The Blume-Capel ordinal variable assumes that there is a specific reference category, such as “neutral” in a Likert scale, and responses are scored according to their distance from this reference category. In the first group, the threshold parameters are modelled as $$\mu_{\text{ic}} = (\tau_{\text{i1}} + \epsilon_{\text{i1}} / 2) \times \text{c} + (\tau_{\text{i2}} + \epsilon_{\text{i2}} / 2) \times (\text{c} - \text{r})^2,$$ and in the second groups as $$\mu_{\text{ic}} = (\tau_{\text{i1}} - \epsilon_{\text{i1}} / 2) \times \text{c} + (\tau_{\text{i2}} - \epsilon_{\text{i2}} / 2) \times (\text{c} - \text{r})^2.$$ The linear and quadratic category threshold parameters \(\tau_{\text{i1}}\) and \(\tau_{\text{i2}}\) denote overall effects that are considered nuisance, and attention is focused on the two threshold difference parameters \(\epsilon_{\text{i1}}\) and \(\epsilon_{\text{i2}}\), which reflect the differences in the quadratic model for the variable \(i\) between the two groups.
Bayesian variable selection is used to model the presence or absence of the difference parameters \(\delta\) and \(\epsilon\), which allow us to assess parameter differences between the two groups.
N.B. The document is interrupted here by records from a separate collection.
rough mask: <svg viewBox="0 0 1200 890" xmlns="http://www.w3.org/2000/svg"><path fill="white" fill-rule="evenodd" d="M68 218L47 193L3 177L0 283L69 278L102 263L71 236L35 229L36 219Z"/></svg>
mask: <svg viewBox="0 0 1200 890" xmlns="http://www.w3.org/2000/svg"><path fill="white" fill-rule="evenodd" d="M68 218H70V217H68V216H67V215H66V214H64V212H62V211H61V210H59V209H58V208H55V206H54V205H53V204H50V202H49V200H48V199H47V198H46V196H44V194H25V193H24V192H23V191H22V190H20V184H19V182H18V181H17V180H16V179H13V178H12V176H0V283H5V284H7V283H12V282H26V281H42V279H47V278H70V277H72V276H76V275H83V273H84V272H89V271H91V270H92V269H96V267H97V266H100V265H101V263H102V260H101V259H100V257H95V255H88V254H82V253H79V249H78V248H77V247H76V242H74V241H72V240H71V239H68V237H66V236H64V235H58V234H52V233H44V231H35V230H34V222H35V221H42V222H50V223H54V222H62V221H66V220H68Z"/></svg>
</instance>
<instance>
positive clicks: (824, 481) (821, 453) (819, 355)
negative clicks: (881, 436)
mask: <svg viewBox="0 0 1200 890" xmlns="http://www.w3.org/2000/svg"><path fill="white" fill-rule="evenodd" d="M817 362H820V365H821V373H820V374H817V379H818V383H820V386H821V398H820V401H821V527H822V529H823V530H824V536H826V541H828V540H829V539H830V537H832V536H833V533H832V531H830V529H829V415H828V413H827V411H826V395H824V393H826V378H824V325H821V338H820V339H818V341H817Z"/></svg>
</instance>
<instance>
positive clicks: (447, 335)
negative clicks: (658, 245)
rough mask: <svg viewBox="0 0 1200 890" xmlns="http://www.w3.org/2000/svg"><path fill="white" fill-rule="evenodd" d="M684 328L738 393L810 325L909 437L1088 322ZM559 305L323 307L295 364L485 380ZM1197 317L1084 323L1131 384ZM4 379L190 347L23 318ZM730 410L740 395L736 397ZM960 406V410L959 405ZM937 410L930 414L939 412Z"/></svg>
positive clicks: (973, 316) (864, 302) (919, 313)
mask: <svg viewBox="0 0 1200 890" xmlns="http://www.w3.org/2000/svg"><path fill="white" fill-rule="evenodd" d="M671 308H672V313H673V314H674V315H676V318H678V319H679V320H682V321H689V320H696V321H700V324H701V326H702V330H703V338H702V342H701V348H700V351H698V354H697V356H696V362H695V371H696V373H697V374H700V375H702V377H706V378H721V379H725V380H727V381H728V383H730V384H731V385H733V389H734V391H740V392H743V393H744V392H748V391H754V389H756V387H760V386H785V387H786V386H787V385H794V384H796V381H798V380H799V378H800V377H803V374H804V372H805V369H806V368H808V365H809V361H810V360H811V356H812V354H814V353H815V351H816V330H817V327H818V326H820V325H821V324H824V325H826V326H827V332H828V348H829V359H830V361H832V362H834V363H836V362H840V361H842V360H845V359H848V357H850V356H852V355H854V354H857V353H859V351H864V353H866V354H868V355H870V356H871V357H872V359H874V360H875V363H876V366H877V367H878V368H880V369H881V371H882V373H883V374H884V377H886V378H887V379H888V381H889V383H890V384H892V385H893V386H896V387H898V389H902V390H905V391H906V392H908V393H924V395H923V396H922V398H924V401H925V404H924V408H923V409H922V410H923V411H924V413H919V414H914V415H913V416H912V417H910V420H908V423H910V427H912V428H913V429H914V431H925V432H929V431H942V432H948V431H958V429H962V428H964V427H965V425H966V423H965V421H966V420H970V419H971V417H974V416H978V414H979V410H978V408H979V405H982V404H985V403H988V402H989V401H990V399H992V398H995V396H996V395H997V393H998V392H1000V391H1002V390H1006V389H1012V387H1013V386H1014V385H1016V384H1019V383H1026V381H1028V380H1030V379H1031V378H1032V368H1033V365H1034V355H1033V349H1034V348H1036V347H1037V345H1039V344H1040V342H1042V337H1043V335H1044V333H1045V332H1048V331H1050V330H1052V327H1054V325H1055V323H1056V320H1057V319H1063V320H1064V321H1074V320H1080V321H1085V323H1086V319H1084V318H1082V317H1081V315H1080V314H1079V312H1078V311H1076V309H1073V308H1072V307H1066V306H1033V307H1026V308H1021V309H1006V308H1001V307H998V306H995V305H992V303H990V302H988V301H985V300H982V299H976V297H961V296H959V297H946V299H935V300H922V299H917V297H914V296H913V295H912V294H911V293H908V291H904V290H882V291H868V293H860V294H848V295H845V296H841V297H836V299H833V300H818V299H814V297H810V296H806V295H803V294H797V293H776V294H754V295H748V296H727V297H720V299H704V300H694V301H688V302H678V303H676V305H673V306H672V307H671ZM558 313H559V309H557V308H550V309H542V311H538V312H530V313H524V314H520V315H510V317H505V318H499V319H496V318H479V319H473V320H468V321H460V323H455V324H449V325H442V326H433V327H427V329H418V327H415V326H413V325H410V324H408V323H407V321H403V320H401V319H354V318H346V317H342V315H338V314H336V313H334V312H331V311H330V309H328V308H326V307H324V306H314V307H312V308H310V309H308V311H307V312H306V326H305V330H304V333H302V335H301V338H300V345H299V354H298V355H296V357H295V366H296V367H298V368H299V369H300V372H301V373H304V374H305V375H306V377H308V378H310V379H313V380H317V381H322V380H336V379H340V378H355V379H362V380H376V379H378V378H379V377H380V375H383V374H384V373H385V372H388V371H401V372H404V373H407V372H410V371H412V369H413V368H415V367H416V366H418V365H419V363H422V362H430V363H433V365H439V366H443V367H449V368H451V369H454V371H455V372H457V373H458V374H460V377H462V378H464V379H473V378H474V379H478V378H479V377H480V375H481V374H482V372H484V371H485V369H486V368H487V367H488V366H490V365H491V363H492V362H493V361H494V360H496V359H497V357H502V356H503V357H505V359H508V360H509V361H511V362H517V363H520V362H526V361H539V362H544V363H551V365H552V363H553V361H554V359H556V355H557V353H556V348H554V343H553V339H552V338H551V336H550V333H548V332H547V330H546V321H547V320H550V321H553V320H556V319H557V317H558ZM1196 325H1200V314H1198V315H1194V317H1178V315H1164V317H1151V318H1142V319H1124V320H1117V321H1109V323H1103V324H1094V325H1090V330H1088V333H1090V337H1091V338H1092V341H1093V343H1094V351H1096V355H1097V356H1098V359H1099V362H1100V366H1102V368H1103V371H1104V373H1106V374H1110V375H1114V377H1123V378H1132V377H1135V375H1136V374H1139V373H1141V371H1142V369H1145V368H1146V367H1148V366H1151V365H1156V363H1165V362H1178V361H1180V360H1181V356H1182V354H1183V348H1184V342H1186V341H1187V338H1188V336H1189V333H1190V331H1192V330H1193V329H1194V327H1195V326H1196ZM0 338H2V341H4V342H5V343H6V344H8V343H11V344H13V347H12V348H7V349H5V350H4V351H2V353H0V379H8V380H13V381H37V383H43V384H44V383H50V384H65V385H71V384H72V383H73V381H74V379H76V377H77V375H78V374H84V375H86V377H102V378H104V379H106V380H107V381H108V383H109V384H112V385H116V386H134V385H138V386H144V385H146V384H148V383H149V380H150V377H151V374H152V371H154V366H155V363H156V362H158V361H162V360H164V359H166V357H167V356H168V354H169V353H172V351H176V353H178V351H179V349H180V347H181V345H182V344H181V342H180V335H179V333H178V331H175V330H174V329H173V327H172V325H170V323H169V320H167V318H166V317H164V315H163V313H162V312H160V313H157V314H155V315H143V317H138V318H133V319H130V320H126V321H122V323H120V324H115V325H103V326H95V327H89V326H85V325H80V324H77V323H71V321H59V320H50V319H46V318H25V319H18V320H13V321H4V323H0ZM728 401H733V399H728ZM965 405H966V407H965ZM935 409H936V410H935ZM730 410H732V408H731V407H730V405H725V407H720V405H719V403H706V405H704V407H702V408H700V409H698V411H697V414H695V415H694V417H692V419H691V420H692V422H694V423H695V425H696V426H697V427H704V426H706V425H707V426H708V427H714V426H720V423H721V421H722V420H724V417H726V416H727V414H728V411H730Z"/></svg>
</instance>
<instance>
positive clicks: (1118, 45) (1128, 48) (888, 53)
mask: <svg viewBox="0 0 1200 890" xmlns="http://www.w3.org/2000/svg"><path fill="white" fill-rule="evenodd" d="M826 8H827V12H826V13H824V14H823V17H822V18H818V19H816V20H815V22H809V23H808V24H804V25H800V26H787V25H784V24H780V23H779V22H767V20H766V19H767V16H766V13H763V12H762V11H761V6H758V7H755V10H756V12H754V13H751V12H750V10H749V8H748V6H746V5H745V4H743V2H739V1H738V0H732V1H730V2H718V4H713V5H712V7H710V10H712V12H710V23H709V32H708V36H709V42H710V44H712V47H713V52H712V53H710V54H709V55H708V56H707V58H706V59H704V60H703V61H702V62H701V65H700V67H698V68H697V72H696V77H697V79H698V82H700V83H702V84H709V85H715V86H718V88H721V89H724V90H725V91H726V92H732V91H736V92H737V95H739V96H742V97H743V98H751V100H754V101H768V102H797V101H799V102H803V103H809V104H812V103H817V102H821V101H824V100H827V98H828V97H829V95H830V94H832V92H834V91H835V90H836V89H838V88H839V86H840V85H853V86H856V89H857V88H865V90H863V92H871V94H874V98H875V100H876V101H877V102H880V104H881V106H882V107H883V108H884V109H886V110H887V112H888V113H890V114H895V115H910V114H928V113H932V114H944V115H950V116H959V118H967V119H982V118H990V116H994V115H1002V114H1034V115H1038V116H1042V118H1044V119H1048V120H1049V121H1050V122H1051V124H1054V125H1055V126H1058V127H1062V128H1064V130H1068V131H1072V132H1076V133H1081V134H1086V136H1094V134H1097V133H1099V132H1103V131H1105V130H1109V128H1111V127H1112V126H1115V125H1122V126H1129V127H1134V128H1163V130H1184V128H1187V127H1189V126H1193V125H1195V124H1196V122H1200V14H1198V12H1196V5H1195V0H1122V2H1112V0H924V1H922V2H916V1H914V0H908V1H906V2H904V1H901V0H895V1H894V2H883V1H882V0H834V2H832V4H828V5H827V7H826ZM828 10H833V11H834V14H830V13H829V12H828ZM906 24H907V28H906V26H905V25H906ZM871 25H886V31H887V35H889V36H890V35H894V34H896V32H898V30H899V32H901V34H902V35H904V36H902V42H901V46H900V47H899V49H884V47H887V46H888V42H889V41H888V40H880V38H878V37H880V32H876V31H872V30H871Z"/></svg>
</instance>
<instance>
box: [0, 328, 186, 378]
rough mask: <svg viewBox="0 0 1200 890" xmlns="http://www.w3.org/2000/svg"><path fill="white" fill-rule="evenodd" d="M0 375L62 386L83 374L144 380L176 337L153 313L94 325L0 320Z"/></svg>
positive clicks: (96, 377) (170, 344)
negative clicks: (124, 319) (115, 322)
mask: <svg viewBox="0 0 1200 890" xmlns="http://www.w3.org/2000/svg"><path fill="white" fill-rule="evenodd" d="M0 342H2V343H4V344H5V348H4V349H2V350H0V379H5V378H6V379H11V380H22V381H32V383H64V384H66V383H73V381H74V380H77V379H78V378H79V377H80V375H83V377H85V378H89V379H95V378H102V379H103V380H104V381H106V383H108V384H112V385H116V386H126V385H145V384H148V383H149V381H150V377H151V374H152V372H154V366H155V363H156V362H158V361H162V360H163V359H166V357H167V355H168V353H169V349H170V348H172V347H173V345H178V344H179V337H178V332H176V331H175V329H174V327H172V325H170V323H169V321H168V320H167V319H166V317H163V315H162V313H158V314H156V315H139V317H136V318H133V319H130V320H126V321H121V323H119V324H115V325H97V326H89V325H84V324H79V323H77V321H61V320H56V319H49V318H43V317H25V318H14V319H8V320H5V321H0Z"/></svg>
Independent spike and slab priors are specified for these difference parameters. The spike and slab priors use binary indicator variables to select the difference parameters, assigning them a diffuse Cauchy prior with an optional scaling parameter if selected, or setting the difference parameter to zero if not selected.
The function offers two models for the probabilistic inclusion of parameter differences:
Bernoulli Model: This model assigns a fixed probability of selecting a parameter difference, treating them as independent events. A probability of 0.5 indicates no preference, giving equal prior weight to all configurations.
Beta-Bernoulli Model: Introduces a beta distribution prior for the inclusion probability that models the complexity of the configuration of the difference indicators. When the alpha and beta shape parameters of the beta distribution are set to 1, the model assigns the same prior weight to the number of differences present (i.e., a configuration with two differences or with four differences is a priori equally likely).
Inclusion probabilities can be specified for pairwise interactions with
pairwise_difference_probability
and for category thresholds with
threshold_difference_probability
.
The pairwise interaction parameters \(\theta\), the category threshold parameters \(\tau\), and, in the not yet implemented paired-samples designs, the between-sample interactions \(\omega\) are considered nuisance parameters that are common to all models. The pairwise interaction parameters \(\theta\) and the between-sample interactions \(\omega\) are assigned a diffuse Cauchy prior with an optional scaling parameter. The exponent of the category threshold parameters \(\tau\) are assigned beta-prime distribution with optional scale values.